De vuelta en París, Rossellini encuentra un nuevo colaborador en el guión. Se trata de Max Colpet, un letrista y guionista amigo de Franchina y de Marlene Dietrich, quien lo ha empujado a ver Roma città aperta y Paisà, que tanto le habían gustado. (La actriz vivía a la sazón en París con Jean Gabin y visitaba con frecuencia al cineasta en el hotel Raphael, y le hablaba de las imágenes apocalípticas que había presenciado en Berlín durante los primeros meses tras el final de la guerra y aún no se le habían borrado de la retina. Quizá al calor de esas historias concibió el cineasta la idea de la película.) Cautivado por el cine de Rossellini, Colpet quiere conocerlo y Franchina se lo presenta. Congenian de inmediato y Colpet se vincula entusiasmado al proyecto de Alemania, año cero; primero como guionista y más adelante como ayudante de dirección.
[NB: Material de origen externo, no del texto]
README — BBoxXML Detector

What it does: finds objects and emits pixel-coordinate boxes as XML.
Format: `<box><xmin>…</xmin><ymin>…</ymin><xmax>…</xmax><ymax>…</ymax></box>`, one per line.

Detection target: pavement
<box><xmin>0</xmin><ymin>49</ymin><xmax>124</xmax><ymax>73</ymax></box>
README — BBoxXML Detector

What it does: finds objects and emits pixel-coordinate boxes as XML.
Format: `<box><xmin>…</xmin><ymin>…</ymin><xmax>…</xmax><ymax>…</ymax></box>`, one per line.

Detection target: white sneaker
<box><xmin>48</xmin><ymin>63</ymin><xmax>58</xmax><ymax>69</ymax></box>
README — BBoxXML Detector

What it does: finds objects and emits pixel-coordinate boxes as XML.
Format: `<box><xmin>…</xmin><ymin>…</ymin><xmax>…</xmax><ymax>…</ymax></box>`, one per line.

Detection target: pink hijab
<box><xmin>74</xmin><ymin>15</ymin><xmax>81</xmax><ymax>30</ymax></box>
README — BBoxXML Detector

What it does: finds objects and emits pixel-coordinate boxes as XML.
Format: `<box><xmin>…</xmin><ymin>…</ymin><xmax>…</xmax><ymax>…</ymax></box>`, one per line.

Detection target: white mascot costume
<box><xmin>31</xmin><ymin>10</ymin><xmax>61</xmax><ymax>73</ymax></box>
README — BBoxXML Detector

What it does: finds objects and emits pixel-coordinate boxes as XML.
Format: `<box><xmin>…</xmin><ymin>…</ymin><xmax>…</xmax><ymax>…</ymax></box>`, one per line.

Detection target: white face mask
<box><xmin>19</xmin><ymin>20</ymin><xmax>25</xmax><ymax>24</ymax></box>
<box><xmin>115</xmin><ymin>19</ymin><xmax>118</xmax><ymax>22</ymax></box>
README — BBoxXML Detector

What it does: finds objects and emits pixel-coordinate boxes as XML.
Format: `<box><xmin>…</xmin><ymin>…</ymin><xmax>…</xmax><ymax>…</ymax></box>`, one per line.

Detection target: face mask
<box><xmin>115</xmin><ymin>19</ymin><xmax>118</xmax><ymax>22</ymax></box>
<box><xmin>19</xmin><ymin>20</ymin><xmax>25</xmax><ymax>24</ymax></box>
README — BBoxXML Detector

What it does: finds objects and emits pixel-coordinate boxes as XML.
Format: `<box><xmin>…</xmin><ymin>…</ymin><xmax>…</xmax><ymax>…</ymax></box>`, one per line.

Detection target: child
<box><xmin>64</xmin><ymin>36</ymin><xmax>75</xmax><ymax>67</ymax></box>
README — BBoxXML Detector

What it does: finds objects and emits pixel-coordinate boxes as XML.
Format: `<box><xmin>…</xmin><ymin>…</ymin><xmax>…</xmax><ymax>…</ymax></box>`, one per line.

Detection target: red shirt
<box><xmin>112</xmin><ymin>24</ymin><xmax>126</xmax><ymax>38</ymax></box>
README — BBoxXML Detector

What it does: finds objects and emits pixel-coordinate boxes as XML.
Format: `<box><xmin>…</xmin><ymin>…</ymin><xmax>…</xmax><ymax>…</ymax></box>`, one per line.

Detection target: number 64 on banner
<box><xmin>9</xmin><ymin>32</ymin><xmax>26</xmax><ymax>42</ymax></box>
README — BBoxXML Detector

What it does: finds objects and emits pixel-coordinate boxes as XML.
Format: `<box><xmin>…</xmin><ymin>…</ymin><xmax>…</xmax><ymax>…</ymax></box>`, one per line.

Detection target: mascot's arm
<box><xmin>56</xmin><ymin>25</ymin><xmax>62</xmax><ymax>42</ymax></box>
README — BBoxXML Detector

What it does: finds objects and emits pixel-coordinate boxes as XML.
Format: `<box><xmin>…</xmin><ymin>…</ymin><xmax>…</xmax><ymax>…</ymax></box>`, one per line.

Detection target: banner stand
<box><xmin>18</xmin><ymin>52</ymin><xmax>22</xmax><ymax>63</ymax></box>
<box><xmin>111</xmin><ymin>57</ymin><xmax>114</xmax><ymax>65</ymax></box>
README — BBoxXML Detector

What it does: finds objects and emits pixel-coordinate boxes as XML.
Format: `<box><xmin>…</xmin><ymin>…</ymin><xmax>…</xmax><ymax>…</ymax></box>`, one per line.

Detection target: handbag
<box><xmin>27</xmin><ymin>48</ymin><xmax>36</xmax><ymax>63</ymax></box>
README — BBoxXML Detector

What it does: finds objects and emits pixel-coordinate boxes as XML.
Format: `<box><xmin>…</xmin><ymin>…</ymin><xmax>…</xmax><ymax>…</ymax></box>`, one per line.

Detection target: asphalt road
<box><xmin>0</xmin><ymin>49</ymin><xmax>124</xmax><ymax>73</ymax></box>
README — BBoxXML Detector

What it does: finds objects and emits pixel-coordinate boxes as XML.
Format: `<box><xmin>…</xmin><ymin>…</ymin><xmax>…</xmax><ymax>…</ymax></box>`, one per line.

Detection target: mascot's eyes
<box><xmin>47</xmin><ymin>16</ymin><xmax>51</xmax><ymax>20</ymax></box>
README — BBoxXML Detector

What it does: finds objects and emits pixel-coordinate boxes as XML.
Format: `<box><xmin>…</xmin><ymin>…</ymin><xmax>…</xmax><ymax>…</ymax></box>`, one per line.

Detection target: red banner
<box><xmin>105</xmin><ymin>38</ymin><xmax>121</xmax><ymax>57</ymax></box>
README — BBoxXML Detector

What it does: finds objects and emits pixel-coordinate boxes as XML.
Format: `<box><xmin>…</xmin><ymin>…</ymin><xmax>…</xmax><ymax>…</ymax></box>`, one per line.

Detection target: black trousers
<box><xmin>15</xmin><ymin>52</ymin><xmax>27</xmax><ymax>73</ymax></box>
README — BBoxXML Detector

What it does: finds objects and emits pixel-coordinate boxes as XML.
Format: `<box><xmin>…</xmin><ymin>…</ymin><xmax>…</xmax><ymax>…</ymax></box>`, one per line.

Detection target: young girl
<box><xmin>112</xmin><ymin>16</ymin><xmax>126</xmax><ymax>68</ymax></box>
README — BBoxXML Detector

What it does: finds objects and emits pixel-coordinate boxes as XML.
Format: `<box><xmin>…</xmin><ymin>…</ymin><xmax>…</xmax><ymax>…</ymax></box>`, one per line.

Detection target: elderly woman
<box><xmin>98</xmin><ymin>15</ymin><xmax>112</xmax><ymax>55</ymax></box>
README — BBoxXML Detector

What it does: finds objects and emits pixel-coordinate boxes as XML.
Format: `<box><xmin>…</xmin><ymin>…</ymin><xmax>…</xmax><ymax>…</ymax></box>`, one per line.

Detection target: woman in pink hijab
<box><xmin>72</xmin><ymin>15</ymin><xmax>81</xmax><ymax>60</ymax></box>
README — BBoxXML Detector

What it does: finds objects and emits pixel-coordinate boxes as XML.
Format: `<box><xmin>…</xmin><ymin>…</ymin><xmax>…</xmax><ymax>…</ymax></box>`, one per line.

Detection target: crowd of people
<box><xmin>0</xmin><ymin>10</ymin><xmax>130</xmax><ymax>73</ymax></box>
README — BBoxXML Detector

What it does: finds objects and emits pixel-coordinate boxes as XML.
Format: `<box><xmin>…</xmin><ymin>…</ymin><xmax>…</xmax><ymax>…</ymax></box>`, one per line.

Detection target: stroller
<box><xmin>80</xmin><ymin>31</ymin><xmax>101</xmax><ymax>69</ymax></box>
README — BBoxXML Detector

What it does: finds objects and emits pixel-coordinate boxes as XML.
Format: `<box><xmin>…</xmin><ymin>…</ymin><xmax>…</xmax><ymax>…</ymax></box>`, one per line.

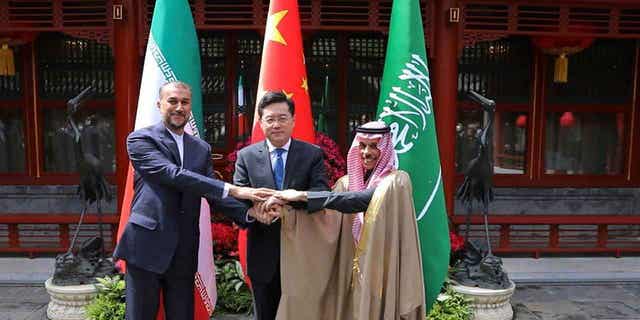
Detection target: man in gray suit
<box><xmin>233</xmin><ymin>92</ymin><xmax>329</xmax><ymax>320</ymax></box>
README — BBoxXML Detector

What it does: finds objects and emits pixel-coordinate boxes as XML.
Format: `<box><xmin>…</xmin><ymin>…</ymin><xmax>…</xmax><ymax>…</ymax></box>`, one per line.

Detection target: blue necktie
<box><xmin>273</xmin><ymin>148</ymin><xmax>286</xmax><ymax>190</ymax></box>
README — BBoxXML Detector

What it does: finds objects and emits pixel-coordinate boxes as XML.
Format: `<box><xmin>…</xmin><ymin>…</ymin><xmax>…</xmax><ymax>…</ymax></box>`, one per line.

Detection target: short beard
<box><xmin>164</xmin><ymin>116</ymin><xmax>189</xmax><ymax>130</ymax></box>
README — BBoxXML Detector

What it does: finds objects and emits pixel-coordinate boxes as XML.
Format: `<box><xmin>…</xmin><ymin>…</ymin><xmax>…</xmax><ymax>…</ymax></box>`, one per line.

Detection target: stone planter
<box><xmin>44</xmin><ymin>278</ymin><xmax>98</xmax><ymax>320</ymax></box>
<box><xmin>451</xmin><ymin>281</ymin><xmax>516</xmax><ymax>320</ymax></box>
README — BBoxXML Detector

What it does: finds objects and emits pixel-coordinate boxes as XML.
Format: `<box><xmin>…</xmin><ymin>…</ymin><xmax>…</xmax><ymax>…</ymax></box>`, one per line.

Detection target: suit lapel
<box><xmin>282</xmin><ymin>139</ymin><xmax>299</xmax><ymax>189</ymax></box>
<box><xmin>182</xmin><ymin>133</ymin><xmax>197</xmax><ymax>171</ymax></box>
<box><xmin>157</xmin><ymin>122</ymin><xmax>184</xmax><ymax>166</ymax></box>
<box><xmin>256</xmin><ymin>140</ymin><xmax>276</xmax><ymax>189</ymax></box>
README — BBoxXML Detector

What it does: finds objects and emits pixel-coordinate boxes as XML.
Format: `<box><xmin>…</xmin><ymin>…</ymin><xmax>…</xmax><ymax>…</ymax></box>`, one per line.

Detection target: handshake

La Dietrich también se involucra mecanografiando la versión inglesa del guión (incluso se llegó a pensar en ella para la voz de un comentario en off -esperanzador- para el final de la película que se barajaba a esas alturas); de la versión alemana se ocupa Colpet y Franchina de la italiana. Bien entendido que ese guión se redacta pensando en interesar a posibles productores con vistas a financiar el proyecto; un guión del que, sobra decirlo, Rossellini básicamente se desentiende mientras va y viene entre París, Berlín y Roma.En el curso de la preparación de Alemania, año cero vive una turbulenta historia de amor con Anna Magnani. (Vale, tenéis razón, sobraba lo de turbulenta: cómo iba a ser esa historia, tratándose de la Magnani.) Y surge la posibilidad de rodar con ella La voz humana, el monólogo de Jean Cocteau, gran amigo de Rossellini. El cineasta contaba con el dinero de un productor destinado a Alemania, año cero; aunque resultaba un presupuesto insuficiente para el proyecto alemán, bastaba para producir La voz humana (algo más de media hora). Rossellini no lo pensó dos veces y rueda y monta el monólogo de Cocteau justo antes de Alemania, año cero, durante un par de semanas en la primavera de 1947. (La voz humana, con El milagro, forma parte de El amor, un filme que el cineasta dedica expresamente, tal como leemos en la pantalla, al arte de Anna Magnani.)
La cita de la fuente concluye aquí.